Tony Williams
Airman 1st Class
Of course hard evidence could be provided, if it existed. Your thesis is that fighter designers deliberately kept the recoil/weight ratios of the armament below a certain figure. So all you have to do is to find evidence that fighter designers were aware of this problem, and deliberately aimed to keep the recoil/weight ratio below the limit you have identified.delcyros said:I showed that the recoil of this layout exceeded typical ww2 Fighter A/C values by much. This may not be a hard evidence but it cannot be neglected either. We should remember that no such weapon layout was tried out and tested so far.
In this light nobody will be able to give hard evidence for an armement layout not tried.

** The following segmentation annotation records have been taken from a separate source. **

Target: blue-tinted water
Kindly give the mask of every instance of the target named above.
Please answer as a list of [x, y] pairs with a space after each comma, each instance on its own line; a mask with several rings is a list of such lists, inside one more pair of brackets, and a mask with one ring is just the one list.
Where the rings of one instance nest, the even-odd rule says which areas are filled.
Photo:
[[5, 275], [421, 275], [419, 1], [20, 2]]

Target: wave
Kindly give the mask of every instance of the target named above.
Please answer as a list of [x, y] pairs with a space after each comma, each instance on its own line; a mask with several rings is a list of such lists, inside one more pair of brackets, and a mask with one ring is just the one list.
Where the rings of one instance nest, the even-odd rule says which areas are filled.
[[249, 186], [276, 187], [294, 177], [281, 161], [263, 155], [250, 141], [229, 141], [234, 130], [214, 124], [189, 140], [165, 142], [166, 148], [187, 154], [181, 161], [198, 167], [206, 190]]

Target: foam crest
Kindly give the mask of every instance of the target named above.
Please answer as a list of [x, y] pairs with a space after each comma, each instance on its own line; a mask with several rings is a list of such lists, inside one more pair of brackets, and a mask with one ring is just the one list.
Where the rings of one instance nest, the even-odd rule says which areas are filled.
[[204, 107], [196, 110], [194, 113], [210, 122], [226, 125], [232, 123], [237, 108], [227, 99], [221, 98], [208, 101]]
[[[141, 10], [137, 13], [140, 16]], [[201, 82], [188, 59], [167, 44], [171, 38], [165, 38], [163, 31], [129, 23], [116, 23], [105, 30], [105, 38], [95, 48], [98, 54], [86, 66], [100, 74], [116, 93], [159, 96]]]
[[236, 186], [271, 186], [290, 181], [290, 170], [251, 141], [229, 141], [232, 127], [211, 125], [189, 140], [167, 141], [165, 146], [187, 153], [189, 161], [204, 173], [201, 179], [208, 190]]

You want me to quantify the unquantifyable. I am not going to do so, I am only able to make it plausible to some degree or to throw my concerns into the discussion.
I have to say that in all the decades I have been reading technical histories of WW2 aircraft, I have never come across any such concern. Neither have I come across any mention of it in pilot's reports, nor any comments in any independent evaluatons of aircraft, with the few exceptions I have mentioned (of which only the Yak-9T and Yak-9K were fighters). I must therefore conclude that it did not exist.
I will sign off from this thread with this post, because it is becoming repetitive. I will just reiterate the key point I have made before: that keeping weight down was a major issue, and provides a much simpler and well-evidenced reason for limiting armament.